ETX2250/ETF5922

Revision

Lecturer: Kate Saunders

Department of Econometrics and Business Statistics


  • etx2250-etf5922.caulfield-x@monash.edu
  • Lecture 12
  • <a href=“dvac.ss.numbat.space”>dvac.ss.numbat.space


Learning Objectives

We’ve covered a lot of topics.

Today will be a highlights tour.

Today’s class

  • Look at each of the lectures

  • Pull out some of the key messages

  • Give you some questions to help you revise for your exam

Week 1

Week 1

Introduction to Data Visualisation

  • Lecture 1: Getting Started with Data Visualisation

  • Lecture 2: The Good, the Bad and the Ugly of Data Visualisation

  • Lecture 3: Data Visualisation in BI

Day 1: Why take this unit?


Importance of Data Visualisation and Communication

  • Data visualisation is a starting point of every Business Analytics Project.

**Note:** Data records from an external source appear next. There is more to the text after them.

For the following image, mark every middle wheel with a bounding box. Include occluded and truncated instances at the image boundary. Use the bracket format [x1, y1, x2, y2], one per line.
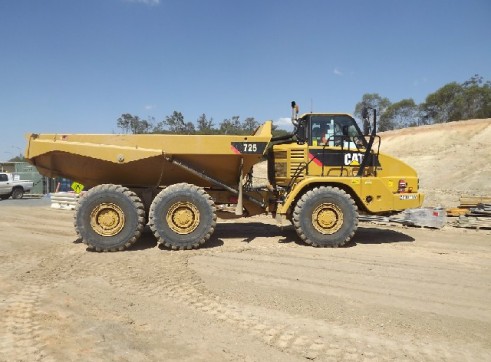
[149, 183, 217, 250]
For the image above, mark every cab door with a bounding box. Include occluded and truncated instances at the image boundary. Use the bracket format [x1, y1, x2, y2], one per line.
[0, 173, 11, 195]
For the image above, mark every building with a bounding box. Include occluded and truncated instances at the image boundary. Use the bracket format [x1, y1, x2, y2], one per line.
[0, 162, 71, 194]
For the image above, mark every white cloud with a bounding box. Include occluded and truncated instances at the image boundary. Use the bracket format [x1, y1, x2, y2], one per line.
[144, 105, 155, 110]
[124, 0, 160, 6]
[333, 67, 343, 76]
[274, 117, 294, 131]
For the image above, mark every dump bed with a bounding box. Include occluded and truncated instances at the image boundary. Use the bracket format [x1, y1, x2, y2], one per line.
[25, 122, 272, 188]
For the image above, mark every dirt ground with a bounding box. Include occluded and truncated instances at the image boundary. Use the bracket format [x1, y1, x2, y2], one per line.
[1, 199, 490, 362]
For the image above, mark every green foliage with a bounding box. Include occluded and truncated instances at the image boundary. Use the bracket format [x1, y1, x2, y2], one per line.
[116, 112, 287, 136]
[379, 99, 419, 131]
[196, 113, 215, 134]
[271, 124, 291, 138]
[420, 82, 463, 123]
[354, 93, 391, 122]
[116, 113, 152, 134]
[117, 75, 491, 137]
[242, 117, 260, 134]
[419, 75, 491, 124]
[355, 75, 491, 131]
[8, 154, 26, 162]
[165, 111, 186, 132]
[219, 116, 243, 135]
[218, 116, 260, 135]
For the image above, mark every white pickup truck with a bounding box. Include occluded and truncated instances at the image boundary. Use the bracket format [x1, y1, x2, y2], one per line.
[0, 172, 34, 200]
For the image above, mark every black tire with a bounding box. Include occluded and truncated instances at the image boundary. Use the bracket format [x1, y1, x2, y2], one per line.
[11, 188, 24, 199]
[74, 184, 146, 252]
[0, 194, 10, 200]
[149, 183, 216, 250]
[293, 186, 358, 247]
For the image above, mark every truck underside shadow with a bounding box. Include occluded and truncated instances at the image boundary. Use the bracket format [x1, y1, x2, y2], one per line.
[347, 226, 415, 246]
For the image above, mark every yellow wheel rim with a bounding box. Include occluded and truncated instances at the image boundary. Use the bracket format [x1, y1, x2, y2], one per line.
[166, 201, 200, 235]
[312, 203, 344, 234]
[90, 203, 125, 237]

  • A picture says a 1000 words: We can turn data into insights using visualisation

  • Search and show patterns, trends, structure, irregularities, relationships among data

  • Integral for communicating results from an analysis with clarity and efficiency

Day 1: Learning Objectives

At the end of this unit you will be able to:

  1. Critically evaluate the quality of a data visualisation using the principles of graphical excellence

  2. Successfully create high-quality data visualisations for a given dataset using software, such as Power BI or R.

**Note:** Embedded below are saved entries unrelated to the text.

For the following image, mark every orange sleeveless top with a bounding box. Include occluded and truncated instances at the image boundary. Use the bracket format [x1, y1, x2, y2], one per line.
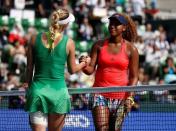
[93, 40, 129, 99]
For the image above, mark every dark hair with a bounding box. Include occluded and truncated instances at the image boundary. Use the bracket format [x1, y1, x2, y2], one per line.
[166, 56, 174, 63]
[114, 13, 137, 42]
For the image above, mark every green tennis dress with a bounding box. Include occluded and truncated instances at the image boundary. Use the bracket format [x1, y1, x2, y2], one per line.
[25, 33, 71, 114]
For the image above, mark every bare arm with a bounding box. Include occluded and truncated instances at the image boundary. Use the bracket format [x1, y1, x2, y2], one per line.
[81, 41, 101, 75]
[127, 43, 139, 97]
[38, 4, 45, 17]
[163, 67, 169, 73]
[26, 35, 35, 85]
[67, 39, 86, 74]
[128, 44, 139, 86]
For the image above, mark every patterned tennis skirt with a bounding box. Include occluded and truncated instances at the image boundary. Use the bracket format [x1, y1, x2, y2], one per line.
[90, 94, 128, 129]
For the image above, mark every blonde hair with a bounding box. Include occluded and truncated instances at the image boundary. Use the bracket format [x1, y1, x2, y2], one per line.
[48, 8, 69, 50]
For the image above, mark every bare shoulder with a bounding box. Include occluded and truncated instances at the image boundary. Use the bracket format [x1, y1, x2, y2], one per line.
[67, 38, 75, 48]
[95, 39, 105, 47]
[92, 39, 105, 51]
[125, 40, 138, 53]
[67, 38, 74, 44]
[66, 38, 75, 55]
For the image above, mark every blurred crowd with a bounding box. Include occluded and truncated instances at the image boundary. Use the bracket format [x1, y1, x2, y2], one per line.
[0, 0, 176, 109]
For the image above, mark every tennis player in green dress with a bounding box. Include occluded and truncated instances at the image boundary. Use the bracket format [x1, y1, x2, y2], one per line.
[24, 8, 88, 131]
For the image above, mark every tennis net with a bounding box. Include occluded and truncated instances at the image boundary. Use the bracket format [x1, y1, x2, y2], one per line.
[0, 84, 176, 131]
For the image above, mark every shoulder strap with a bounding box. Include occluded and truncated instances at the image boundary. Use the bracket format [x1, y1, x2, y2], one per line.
[97, 39, 108, 54]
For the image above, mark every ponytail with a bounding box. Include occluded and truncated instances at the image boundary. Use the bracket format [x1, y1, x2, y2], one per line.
[122, 14, 137, 42]
[48, 11, 61, 51]
[47, 8, 69, 52]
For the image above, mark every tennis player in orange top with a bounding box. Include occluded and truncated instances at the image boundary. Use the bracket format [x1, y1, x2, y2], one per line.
[80, 13, 139, 131]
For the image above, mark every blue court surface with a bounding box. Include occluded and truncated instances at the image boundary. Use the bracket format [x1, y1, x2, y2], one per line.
[0, 109, 176, 131]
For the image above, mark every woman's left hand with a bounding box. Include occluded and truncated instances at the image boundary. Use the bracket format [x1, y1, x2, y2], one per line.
[85, 56, 91, 66]
[125, 97, 134, 113]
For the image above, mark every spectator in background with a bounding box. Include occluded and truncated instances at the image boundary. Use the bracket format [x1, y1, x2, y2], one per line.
[134, 36, 145, 66]
[131, 0, 145, 24]
[170, 37, 176, 57]
[154, 25, 166, 39]
[80, 13, 139, 131]
[79, 17, 93, 41]
[150, 0, 158, 9]
[134, 20, 145, 37]
[163, 56, 176, 84]
[0, 0, 13, 15]
[145, 31, 170, 80]
[33, 0, 52, 18]
[138, 67, 149, 85]
[154, 33, 170, 57]
[11, 41, 26, 74]
[142, 23, 155, 45]
[144, 42, 161, 79]
[0, 64, 8, 90]
[8, 23, 26, 45]
[14, 0, 25, 10]
[162, 56, 176, 103]
[74, 1, 89, 25]
[0, 26, 9, 49]
[5, 72, 20, 91]
[87, 0, 106, 8]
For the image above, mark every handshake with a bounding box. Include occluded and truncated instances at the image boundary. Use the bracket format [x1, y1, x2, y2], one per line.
[79, 55, 91, 68]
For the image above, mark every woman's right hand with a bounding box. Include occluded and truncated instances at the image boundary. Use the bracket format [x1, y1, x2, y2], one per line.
[85, 56, 91, 66]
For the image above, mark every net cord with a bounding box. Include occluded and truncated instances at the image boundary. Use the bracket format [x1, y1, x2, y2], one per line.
[0, 84, 176, 96]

  3. Develop the skills to effectively use data visualisations to communicate insights to an audience

  4. Develop the skills to effectively use data visualisations to communicate in the appropriate medium, such as report writing, in presentations and digital storytelling.

  5. Apply advanced topics in data visualisation, such as using interactivity and animation to enhance communication.

Day 1: Variable types

Introduction to plots

Different types of variables:

  • Discrete
    • Count
    • Categorical: Ordinal and Nominal
  • Continuous

Your turn

  • Can you think of examples for each of these variable types?

  • Do you know which variables are visualised best with which plot? (Remember: data-to-viz)

Day 2: Good practice in data visualisation

Tufte’s Principles

  • Show the data
    • Maximise data ink
  • Avoid distorting what the data have to say
    • Do not create misleading visualisations
  • Present your data in a small space; efficiently with clarity.
    • Optimise data density
  • Make large data sets coherent
    • Use small multiples
  • Encourage the eye to compare different pieces of data
    • Group your data appropriately

See the ‘The Visual Display of Quantitative Information’ by Edward Tufte.

Day 2: Good practice in data visualisation

Your turn

  • Can you sketch examples of Tufte’s principles in practice?

    • Good data-density vs bad data-density?

    • Good data-ink vs bad data-ink?

  • If given a visualisation - Can you identify if Tufte’s principles are being used effectively?

  • Do you understand how to use Tufte’s principles to improve a visualisation?

Day 2: Perceiving visual elements

How the brain processes visual information is essential for creating effective visualisations.

Key elements of human perception

These include:

  • Pre-attentive processing
  • Visual hierarchy
  • Encoding efficiency
  • Gestalt principles
  • Color perception
  • Pattern and trend recognition
  • Managing cognitive load
  • Cultural and contextual factors

Day 2: Perceiving visual elements

Your turn

  • Can you describe each of these?

  • Which ones are most/least effective?

  • Which visual elements do you notice first/last?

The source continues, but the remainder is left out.